The package would be the third wide-ranging gun safety package signed by Murphy since taking office if passed and signed into law.
Murphy was joined for the announcement by Speaker Craig Coughlin, Sen. Pat Diegnan, Assemblywoman Joanne Downey, acting Attorney General Andrew J. Bruck and gun safety advocates.
"Over the past four years, all of us working together and as I said this is in the category of it takes a village, reasserted New Jersey's principal leadership in the national fight for gun safety," says Murphy.
Some of the items included in the plan are requiring firearm safety training, mandating safe storage of firearms, and banning .50-caliber firearms.
"We know this stuff works and will make the state safer for our kids and for everybody else," says Murphy.
The proposal continues to draw criticism. Scott Bach, executive director of the NJ Rifle and Pistol Clubs, tells News 12, "Murphy's proposals attack gun rights instead of gun criminals and do nothing to make the public safer.
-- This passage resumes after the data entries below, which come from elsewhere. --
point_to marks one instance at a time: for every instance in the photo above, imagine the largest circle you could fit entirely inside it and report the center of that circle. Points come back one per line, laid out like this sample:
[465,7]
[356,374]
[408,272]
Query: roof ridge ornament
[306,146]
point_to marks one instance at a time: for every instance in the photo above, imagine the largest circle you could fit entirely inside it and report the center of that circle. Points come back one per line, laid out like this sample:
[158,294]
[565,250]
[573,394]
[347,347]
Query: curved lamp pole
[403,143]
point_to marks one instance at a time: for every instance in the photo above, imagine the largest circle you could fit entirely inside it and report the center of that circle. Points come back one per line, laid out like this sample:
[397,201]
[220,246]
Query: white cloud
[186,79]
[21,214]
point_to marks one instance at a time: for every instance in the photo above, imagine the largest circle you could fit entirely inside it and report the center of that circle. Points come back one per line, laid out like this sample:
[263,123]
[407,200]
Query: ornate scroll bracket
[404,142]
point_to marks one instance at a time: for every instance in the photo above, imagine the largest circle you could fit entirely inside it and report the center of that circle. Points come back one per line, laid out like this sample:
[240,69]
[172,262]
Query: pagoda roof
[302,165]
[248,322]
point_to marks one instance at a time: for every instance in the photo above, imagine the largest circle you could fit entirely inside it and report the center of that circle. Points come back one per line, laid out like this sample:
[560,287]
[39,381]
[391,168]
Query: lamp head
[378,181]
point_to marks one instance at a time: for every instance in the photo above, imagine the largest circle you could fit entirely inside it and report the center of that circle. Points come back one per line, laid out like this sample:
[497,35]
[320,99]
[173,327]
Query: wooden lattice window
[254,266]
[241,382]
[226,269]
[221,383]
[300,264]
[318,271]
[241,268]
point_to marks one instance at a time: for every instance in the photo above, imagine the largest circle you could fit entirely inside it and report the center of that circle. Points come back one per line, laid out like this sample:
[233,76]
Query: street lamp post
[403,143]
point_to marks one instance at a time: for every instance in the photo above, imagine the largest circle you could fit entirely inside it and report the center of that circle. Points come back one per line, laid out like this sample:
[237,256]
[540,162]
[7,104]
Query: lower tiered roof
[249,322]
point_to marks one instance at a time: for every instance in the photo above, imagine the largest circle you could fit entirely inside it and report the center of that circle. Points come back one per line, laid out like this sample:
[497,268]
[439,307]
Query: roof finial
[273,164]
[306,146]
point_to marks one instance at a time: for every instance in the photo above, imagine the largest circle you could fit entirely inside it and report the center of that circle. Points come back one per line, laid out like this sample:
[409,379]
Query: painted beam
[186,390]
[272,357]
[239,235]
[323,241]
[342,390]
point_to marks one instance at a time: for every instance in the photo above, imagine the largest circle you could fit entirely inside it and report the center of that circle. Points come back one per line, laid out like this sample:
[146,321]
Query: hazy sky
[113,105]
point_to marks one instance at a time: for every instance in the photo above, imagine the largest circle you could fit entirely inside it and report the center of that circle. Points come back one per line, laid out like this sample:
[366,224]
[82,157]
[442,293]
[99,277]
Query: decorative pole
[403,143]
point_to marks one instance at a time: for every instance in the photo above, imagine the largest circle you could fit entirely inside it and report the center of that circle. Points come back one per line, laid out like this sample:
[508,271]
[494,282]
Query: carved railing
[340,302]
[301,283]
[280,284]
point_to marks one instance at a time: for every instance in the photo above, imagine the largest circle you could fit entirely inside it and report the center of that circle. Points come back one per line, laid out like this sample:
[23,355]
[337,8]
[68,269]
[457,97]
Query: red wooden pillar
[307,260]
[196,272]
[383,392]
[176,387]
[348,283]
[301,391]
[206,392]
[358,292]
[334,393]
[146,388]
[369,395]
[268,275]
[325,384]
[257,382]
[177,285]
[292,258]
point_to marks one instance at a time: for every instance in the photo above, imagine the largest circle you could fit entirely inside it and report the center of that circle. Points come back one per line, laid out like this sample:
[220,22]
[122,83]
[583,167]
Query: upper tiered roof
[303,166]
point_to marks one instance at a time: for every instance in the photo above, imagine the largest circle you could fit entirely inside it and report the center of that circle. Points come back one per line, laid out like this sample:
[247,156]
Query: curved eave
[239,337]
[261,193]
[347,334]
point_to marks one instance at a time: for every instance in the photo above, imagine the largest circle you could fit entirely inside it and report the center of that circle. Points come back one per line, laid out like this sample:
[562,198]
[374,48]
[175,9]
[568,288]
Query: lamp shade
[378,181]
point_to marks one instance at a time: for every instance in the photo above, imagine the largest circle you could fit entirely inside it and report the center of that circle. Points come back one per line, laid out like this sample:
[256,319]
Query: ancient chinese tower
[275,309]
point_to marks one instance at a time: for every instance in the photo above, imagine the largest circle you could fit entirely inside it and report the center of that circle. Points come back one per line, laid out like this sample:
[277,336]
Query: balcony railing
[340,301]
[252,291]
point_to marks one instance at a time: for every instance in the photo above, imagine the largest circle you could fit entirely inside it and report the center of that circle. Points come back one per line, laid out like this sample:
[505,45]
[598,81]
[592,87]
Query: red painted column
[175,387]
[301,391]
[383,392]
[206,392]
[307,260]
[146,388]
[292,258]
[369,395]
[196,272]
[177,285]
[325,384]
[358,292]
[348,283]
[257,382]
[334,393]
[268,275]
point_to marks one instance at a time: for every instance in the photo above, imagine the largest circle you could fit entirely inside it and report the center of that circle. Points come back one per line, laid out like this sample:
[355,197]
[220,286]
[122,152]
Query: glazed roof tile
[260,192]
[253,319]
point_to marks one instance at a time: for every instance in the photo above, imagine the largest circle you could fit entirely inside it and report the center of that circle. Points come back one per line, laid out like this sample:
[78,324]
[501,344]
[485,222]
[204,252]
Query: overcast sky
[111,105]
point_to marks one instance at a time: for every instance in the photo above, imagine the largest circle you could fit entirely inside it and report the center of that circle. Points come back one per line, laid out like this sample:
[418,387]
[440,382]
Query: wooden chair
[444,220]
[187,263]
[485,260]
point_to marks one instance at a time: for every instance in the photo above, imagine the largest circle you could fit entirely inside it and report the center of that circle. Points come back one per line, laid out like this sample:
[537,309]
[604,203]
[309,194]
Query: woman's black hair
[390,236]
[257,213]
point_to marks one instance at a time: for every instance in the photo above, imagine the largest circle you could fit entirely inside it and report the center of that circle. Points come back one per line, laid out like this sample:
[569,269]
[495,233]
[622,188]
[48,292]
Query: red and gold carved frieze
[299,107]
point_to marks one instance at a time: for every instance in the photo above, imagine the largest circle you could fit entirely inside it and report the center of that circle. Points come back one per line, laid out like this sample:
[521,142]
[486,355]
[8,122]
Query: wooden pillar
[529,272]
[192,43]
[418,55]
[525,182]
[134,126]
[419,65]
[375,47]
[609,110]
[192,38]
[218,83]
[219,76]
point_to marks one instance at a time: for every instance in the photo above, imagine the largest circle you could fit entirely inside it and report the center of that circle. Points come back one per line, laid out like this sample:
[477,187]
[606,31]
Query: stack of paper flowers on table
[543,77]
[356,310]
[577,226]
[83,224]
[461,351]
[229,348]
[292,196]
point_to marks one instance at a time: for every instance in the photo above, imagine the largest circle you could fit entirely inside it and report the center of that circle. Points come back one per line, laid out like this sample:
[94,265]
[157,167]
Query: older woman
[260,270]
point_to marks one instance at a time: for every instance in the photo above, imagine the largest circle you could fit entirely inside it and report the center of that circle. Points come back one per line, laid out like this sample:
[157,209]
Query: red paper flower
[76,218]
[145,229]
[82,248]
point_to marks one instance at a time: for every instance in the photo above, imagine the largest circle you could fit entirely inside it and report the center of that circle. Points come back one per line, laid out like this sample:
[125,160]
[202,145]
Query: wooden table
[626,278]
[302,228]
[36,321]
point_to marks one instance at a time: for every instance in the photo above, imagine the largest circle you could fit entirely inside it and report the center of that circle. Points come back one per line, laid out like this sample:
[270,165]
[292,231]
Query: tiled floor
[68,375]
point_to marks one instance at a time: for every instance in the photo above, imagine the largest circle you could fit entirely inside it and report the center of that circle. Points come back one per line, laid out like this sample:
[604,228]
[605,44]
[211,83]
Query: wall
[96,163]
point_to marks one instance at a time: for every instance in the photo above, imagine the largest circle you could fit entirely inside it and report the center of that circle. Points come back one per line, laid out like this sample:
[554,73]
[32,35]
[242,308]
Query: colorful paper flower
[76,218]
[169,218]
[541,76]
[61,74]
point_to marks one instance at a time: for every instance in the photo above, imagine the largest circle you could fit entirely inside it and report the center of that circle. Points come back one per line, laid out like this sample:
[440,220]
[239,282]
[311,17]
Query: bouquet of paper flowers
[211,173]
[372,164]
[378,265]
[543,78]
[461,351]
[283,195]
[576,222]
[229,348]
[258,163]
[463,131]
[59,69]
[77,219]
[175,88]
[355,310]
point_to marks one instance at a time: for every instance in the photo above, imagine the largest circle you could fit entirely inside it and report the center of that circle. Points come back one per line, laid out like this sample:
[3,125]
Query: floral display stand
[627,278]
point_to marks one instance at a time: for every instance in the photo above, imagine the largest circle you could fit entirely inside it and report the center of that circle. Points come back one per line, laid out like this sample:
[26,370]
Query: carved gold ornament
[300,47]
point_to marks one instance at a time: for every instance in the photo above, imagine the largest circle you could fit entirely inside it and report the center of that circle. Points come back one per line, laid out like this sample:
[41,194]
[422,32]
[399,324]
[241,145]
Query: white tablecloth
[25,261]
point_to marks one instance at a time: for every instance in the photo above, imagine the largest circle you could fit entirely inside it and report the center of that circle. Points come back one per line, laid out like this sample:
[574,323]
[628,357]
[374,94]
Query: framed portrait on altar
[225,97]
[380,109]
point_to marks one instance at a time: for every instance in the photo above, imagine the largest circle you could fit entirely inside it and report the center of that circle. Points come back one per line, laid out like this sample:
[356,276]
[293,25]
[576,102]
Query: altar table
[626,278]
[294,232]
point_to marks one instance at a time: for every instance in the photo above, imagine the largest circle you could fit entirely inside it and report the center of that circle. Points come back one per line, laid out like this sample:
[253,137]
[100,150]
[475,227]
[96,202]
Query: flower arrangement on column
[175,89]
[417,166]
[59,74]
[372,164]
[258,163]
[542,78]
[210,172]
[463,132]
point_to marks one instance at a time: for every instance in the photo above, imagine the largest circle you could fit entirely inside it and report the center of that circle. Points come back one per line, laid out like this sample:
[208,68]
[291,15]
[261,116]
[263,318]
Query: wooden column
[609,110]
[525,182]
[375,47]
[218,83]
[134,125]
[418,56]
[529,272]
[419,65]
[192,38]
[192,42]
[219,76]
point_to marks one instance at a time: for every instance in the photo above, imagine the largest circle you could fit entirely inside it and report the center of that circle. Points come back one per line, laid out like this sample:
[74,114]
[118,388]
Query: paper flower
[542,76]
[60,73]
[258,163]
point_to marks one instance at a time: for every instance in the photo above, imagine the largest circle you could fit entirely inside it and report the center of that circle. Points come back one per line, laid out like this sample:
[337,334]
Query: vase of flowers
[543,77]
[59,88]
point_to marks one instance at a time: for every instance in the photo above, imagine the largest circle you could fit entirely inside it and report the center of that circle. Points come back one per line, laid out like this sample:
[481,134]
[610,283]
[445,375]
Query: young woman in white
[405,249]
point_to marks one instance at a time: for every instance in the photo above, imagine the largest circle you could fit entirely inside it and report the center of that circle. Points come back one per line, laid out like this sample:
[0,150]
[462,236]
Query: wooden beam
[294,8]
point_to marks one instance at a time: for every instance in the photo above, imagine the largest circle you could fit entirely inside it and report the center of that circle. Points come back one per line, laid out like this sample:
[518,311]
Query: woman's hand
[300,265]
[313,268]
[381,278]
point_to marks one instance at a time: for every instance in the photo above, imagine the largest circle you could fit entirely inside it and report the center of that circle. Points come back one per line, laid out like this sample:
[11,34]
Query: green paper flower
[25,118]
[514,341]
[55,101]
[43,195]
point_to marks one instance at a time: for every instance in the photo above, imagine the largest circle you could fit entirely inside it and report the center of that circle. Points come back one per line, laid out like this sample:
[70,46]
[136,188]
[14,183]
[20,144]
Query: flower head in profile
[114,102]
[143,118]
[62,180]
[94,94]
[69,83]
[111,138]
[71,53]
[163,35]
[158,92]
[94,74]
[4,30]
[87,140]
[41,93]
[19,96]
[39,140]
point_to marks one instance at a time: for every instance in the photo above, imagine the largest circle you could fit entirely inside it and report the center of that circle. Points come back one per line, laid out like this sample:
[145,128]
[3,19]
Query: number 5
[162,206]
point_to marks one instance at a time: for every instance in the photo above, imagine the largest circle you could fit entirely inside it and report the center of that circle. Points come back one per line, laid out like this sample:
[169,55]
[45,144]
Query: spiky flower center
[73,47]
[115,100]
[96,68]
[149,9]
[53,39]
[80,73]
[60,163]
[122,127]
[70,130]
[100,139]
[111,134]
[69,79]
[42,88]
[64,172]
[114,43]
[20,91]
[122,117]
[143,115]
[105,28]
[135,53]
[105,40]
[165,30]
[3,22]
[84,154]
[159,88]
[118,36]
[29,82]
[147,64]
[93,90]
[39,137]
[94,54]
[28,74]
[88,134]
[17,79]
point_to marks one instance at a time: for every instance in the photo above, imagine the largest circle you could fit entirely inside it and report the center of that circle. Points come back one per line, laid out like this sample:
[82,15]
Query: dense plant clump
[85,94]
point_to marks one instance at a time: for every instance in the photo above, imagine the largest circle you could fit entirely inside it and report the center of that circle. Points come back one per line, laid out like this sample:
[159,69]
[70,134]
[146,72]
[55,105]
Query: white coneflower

They are a thinly veiled assault on the Second Amendment and nothing more."
In a joint statement, Assembly Members Hal Wirths and Parker Space said, "Gov. Murphy is not increasing penalties on those who use firearms to rob and maim, none of these measures are going to lower crime in New Jersey but create new burdens on legal gun owners in violation of their constitutional rights."
Murphy maintains the measures have bipartisan support.
"This is very much not treading on the Second Amendment and very much doing things that we know based on research from our own reality and what we know works around the country," says Murphy.
Murphy says despite challenges, his goal is to have these laws passed by the end of the legislative session.